Idiomatic way to handle multiple concurrent streams in Scala

369 Views Asked by At

I have a list of streams that, upon calling their next() will sleep random amount of time and then read one char from a different source.

I am trying to write a consumer(s) that will keep calling these streams until EOF and build a common dictionary of these streams at runtime.

So far, I am using a ConcurrentHashMap for the dictionary and simply creating a new thread for each of the stream consumers.

while my solution works, it seems very naiive and I wonder if there's a better use for a streaming library such as monix or fs2

1

There are 1 best solutions below

3
On BEST ANSWER

Based on the description of the question, and subsequent comments, I am assuming there exists multiple Iterator[Char] sources:

val allSources : Iterable[Iterator[Char]] = ???

And the question is: how to concurrently collect String values from these Iterators to form a mapping of String to count.

Stream Based Solution

First we need to convert each of the Iterators to an Iterator of String values based on a separator:

trait Word {
  val data : String
}

object EmptyWord extends Word {
  override val data = ""
}

case class PartialWord(val data : String) extends Word

case class WholeWord(val data : String) extends Word

val appendToWord : Char => (Word, Char) => Word = 
  (separator) => (originalWord, appendChar) => originalWord match {
    case PartialWord(d) => 
      if(appendChar == separator)
        WholeWord(d)
      else
        PartialWord(d + appendChar)
    case _ => PartialWord(appendChar.toString)
  }

val isWholeWord : Word => Boolean = (_ : Word) match {
  case _ : WholeWord => true
  case _             => false
}

//using space as separator
val convertCharIterator : Iterator[Char] => Iterator[String] = 
  (_ : Iterator[Char])
    .scanLeft(EmptyWord)(appendToWord(' '))
    .filter(isWholeWord)
    .map(_.data)

We can now convert all of the Iterators to generate Strings and we can combine all of the Iterators into a single Iterator:

val allWordSource : Iterator[String] = 
  allSources.map(convertCharIterator)
            .reduceOption( _ ++ _)
            .getOrElse(Iterator.empty[String])
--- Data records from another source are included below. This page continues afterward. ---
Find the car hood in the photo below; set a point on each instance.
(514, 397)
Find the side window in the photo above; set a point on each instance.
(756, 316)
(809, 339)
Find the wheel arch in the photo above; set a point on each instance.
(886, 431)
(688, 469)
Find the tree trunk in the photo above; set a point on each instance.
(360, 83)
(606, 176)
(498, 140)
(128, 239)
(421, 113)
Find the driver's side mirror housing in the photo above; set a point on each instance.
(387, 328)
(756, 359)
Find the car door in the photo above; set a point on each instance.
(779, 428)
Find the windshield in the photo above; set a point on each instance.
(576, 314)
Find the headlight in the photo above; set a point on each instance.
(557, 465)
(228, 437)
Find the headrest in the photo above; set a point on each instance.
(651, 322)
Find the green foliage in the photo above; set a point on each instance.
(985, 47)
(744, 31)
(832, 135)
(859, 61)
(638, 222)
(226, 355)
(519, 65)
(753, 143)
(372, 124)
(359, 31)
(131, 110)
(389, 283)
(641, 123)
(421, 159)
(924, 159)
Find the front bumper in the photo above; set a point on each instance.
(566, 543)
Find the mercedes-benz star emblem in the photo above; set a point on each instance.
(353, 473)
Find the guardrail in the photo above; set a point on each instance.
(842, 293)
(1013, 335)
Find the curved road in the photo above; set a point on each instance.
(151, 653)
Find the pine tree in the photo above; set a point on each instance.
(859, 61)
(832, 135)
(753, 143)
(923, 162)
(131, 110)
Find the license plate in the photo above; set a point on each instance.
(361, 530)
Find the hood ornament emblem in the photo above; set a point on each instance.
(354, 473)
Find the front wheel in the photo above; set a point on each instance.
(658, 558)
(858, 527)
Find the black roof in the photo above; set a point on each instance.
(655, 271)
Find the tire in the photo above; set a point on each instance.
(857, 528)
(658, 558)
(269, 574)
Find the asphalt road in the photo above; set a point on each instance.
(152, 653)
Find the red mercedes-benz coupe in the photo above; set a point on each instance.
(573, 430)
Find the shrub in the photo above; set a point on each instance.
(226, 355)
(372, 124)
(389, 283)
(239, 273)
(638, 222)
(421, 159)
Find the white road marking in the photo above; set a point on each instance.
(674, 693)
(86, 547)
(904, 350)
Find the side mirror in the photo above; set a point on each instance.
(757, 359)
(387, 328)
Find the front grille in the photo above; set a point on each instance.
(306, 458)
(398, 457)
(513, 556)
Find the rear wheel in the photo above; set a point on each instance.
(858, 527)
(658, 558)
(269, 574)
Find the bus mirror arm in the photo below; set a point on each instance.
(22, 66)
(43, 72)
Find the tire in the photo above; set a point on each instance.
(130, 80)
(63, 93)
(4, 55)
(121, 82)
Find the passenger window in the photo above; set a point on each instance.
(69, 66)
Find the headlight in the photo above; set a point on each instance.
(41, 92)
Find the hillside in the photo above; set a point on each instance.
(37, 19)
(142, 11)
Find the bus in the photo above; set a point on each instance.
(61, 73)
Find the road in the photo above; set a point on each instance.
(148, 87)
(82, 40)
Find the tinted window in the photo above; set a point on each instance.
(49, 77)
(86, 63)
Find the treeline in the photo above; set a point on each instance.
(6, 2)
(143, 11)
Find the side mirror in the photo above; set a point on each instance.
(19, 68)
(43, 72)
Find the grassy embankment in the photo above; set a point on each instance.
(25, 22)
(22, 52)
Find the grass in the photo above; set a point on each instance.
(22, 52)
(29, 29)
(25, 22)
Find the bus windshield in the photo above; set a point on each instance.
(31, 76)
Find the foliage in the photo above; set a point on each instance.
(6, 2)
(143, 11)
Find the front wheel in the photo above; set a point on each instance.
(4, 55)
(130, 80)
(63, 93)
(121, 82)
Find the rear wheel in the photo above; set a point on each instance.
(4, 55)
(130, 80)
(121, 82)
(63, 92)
This Iterator can now be the source of an akka stream which will calculate your count:

val addToCounter : (Map[String, Int], String) => Map[String, Int] = 
  (counter, word) => 
    counter.updated(word, counter.getOrElse(word, 0) + 1)

val counter : Future[Map[String, Int]] = 
  Source
    .fromIterator( () => allWordSource)
    .runFold(Map.empty[String, Int])(addToCounter)